The surrounding forest area had different effects on adults of the two Sympetrum dragonfly species. The abundance of S. frequens was not influenced by forest area in the averaging model. This species seems to be affected by environmental factors at larger spatial scale because of its high mobility (Ueda 1998a). In contrast, although adults of S. infuscatum use nearby forest edges as habitat (e.g., Ueda 1998b), our results suggest that increased forest area within 200 m decreased the abundance of S. infuscatum in paddy fields. This result might mean that this species prefers open paddy fields for oviposition rather than fields enclosed by forests. Therefore, to increase the abundance of S. infuscatum, it would be more effective to conduct EF farming in paddy fields away from forests. This result is supported by previous evidence of the negative effects of woodlands on odonate assemblages (Pither and Taylor 1998; Raebel et al. 2012a). In addition, the abundance of M. selenion was not influenced by forest area in the averaging model. This species inhabits short vegetation in wetlands on plains and in hilly areas (Sugimura et al. 1999), so forests may not be so important.

Our results suggest that EF farming is generally effective for increasing the abundance of dragonflies and damselflies (e.g., an 87 × increase in the abundance of nymphal exuviae of Sympetrum and a 9.9 × increase in the adult damselflies, Fig. 2). However, its effectiveness varies with odonate species and the surrounding landscape, likely reflecting differences in the life history features among species. Therefore, it is important to understand the life history features of species to be conserved. Because the decrease in odonate populations can be attributed mainly to changes in the local agricultural environment, such as loss of oviposition sites and reduced nymphal survival due to early drainage of paddy water and insecticide application (Aoda et al. 2013), implementing EF farming practices at the regional level should mitigate population declines at that same level.

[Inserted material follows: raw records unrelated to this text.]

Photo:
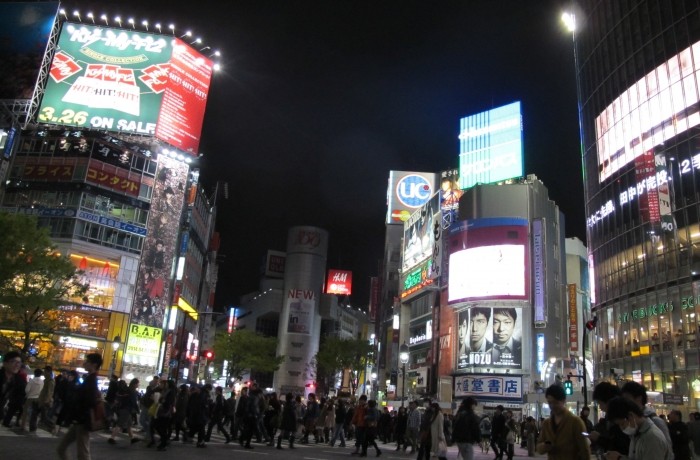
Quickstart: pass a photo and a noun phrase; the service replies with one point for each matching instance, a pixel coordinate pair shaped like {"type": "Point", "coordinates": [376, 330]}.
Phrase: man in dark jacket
{"type": "Point", "coordinates": [87, 398]}
{"type": "Point", "coordinates": [466, 430]}
{"type": "Point", "coordinates": [11, 386]}
{"type": "Point", "coordinates": [498, 433]}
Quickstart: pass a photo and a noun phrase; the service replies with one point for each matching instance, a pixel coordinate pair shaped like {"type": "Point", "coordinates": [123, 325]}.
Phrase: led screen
{"type": "Point", "coordinates": [488, 259]}
{"type": "Point", "coordinates": [488, 271]}
{"type": "Point", "coordinates": [491, 146]}
{"type": "Point", "coordinates": [661, 105]}
{"type": "Point", "coordinates": [127, 81]}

In addition, dragonfly nymphs are important predators of mosquito larvae (Urabe et al. 1990). Anopheles sinensis, a vector of tertian malaria, which was epidemic throughout Japan until the 1950s, and Culex tritaeniorhynchus, a vector of Japanese encephalitis, are distributed throughout Japan and breed mainly in paddy fields (Umenai et al. 1985). Although malaria is not prevalent now in Japan, and the occurrence of Japanese encephalitis is decreasing, anticipated temperature rise and altered rainfall and increasing immigration of infected travelers and immigrants may increase the occurrence, distribution, and intensity of disease transmission (e.g., Tada et al. 2008; Miller et al. 2012; Caminade et al. 2014). On the other hand, mosquito populations have probably also been reduced in rice paddy fields by the insecticides applied to control insect pests. Therefore, the reduced use of insecticides in EF farming practice may increase vector mosquito populations. The maintenance of paddy odonate communities would help to prevent the spread of these infectious diseases.